Who's Gaming the System? A Causally-Motivated Approach for Detecting Strategic Adaptation
This addresses the issue of strategic adaptation in multi-agent systems for stakeholders like policymakers or system designers, but it is incremental as it builds on existing causal methods for a specific detection task.
The paper tackles the problem of detecting which agents are most aggressively gaming machine learning models by manipulating inputs, and shows that a ranking of agents by their gaming tendency is identifiable through causal effect estimation, with empirical validation on synthetic data and a U.S. diagnosis coding case study.

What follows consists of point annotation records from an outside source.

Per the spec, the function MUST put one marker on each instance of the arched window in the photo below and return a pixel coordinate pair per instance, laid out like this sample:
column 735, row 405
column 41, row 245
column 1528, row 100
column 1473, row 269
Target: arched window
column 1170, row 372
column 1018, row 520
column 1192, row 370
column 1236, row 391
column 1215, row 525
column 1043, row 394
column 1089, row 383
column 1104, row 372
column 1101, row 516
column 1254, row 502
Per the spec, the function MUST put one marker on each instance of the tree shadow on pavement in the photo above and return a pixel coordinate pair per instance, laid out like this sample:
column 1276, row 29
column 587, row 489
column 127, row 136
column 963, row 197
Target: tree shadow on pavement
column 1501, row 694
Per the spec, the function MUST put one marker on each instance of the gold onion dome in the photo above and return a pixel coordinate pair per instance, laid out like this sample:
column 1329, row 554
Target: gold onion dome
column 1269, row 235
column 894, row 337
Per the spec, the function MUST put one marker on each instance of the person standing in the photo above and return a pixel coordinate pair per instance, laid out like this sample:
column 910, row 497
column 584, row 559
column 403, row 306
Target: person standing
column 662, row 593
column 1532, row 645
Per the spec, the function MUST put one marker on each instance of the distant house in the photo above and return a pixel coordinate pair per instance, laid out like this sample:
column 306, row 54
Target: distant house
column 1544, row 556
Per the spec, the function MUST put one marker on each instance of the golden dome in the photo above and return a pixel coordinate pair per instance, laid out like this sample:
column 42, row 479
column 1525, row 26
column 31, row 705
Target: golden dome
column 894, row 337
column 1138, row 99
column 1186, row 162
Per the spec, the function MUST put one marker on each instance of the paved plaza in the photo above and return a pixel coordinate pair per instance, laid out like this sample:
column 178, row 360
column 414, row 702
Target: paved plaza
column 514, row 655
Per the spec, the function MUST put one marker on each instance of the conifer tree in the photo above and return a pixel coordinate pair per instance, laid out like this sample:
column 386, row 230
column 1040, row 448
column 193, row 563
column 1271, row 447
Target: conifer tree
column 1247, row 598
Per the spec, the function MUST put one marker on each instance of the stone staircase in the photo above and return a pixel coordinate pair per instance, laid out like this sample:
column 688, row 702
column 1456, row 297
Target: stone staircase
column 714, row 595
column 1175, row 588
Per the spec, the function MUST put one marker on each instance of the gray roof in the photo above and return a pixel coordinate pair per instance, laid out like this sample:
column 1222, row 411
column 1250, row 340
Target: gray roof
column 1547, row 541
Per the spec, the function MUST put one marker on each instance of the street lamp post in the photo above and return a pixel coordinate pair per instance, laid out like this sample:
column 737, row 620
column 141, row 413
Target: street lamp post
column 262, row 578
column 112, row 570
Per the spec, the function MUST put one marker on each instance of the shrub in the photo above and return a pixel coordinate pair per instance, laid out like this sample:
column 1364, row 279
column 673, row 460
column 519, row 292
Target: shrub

In many settings, machine learning models may be used to inform decisions that impact individuals or entities who interact with the model. Such entities, or agents, may game model decisions by manipulating their inputs to the model to obtain better outcomes and maximize some utility. We consider a multi-agent setting where the goal is to identify the "worst offenders:" agents that are gaming most aggressively. However, identifying such agents is difficult without knowledge of their utility function. Thus, we introduce a framework in which each agent's tendency to game is parameterized via a scalar. We show that this gaming parameter is only partially identifiable. By recasting the problem as a causal effect estimation problem where different agents represent different "treatments," we prove that a ranking of all agents by their gaming parameters is identifiable. We present empirical results in a synthetic data study validating the usage of causal effect estimation for gaming detection and show in a case study of diagnosis coding behavior in the U.S. that our approach highlights features associated with gaming.